In Cooper v. Intern. Offshore Services, LLC, 2009 WL 5175216 (E.D. La. Dec. 17, 2009), aff’d, 2010 WL 3034497 (5th Cir. Aug. 3, 2010), the Plaintiff sustained injuries while working on a ramp connected to a vessel owned by his employer, International Marine. International Marine thereafter paid the Plaintiff benefits pursuant to the Longshore and Harbor Workers’ Compensation (“LHWCA”). After the Plaintiff recovered from his injuries, he agreed to settle his claim for “compensation” against International Marine. The text of the settlement agreement stated that the Plaintiff released International Marine from “any and all obligations […] for any benefits under the LHWCA” as a result of his accident. Id. at *2. Under § 908(i), all settlements of compensation benefits must be submitted to the District Director for approval.
The District Director approved this settlement agreement and issued a compensation order stating that the Plaintiff had settled “any and all claims” which he may have had against International Marine arising out of his injury. Id. at *3. Although this “any and all claims” language of the Compensation Order was slightly different than the “any and all obligations […] for benefits under the LHWCA” language of the settlement agreement, the Plaintiff did not seek review the Compensation Order with the Benefits Review Board.
Several months later, the Plaintiff filed a Complaint against International Marine pursuant to the Jones Act or, alternatively, § 905(b) of the LHWCA in the United States District Court for the Eastern District of Louisiana. Shortly thereafter, International Marine filed a Motion for Summary Judgment. In that pleading, International Marine argued that the Plaintiff’s claims were barred by res judicata due to the terms of the District Director’s Compensation Order. Id. at *1.
The Plaintiff opposed the Motion for Summary Judgment and argued that the District Director’s order was “erroneous” because the Plaintiff did not intend to settle his § 905(b) claim. Instead, the Plaintiff claimed that he only intended to settle his claim for “compensation benefits.” Id. at *2. In essence, the Plaintiff was attempting to appeal the District Director’s Compensation Order. However, International Marine averred that the District Court was without jurisdiction to review the District Director’s Order. Id. at *3 per § 921 of the LHWCA.
Applying the Compensation Order as written, the District Court held that the Plaintiff’s claims against International Marine were barred by the doctrine of res judicata. Id. at *4. The U.S. Fifth Circuit affirmed. 2010 WL 3034497 (5th Cir. Aug. 3, 2010). In doing so, the U.S. Fifth Circuit noted that the unambiguous language of the District Director’s compensation order required the application of the doctrine of res judicata. Id. at *7.
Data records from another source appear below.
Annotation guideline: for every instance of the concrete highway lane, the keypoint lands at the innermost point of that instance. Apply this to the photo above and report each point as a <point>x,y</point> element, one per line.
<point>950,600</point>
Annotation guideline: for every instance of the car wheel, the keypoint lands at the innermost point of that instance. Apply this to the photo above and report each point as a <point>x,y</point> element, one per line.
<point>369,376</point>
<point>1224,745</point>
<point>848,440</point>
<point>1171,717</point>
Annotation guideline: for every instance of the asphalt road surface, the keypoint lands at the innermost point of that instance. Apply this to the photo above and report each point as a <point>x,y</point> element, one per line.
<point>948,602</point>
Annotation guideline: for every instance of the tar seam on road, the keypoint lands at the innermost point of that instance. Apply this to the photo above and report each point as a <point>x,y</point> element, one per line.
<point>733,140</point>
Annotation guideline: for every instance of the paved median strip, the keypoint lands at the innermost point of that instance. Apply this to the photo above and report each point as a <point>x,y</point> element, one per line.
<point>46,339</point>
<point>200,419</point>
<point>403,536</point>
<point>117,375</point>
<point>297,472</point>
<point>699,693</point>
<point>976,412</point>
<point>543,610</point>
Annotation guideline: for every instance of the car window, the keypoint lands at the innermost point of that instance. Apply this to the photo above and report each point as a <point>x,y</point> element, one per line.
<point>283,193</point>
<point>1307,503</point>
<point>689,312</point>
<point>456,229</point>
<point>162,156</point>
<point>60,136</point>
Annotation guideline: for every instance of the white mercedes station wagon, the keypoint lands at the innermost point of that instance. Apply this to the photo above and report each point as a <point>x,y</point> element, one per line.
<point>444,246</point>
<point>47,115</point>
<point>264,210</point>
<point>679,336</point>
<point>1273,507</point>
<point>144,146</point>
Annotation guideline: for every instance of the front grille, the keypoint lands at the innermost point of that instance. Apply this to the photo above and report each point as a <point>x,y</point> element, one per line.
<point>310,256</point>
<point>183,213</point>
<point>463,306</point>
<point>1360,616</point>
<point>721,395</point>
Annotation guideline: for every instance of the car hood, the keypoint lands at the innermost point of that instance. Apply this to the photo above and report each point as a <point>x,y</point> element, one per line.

This case shows the importance of including a release of “any and all claims” in settlement agreements. Had such language been included in both the settlement agreement and the District Director’s findings of fact, Plaintiff may not have ever filed suit. In addition, this case also shows the importance of carefully reviewing the District Director’s Compensation Order following the execution of a § 908(i) settlement. If a party believes the language to be in error, there is a specific procedure which must be followed to appeal same – and failure to do so can render the decision non-reviewable.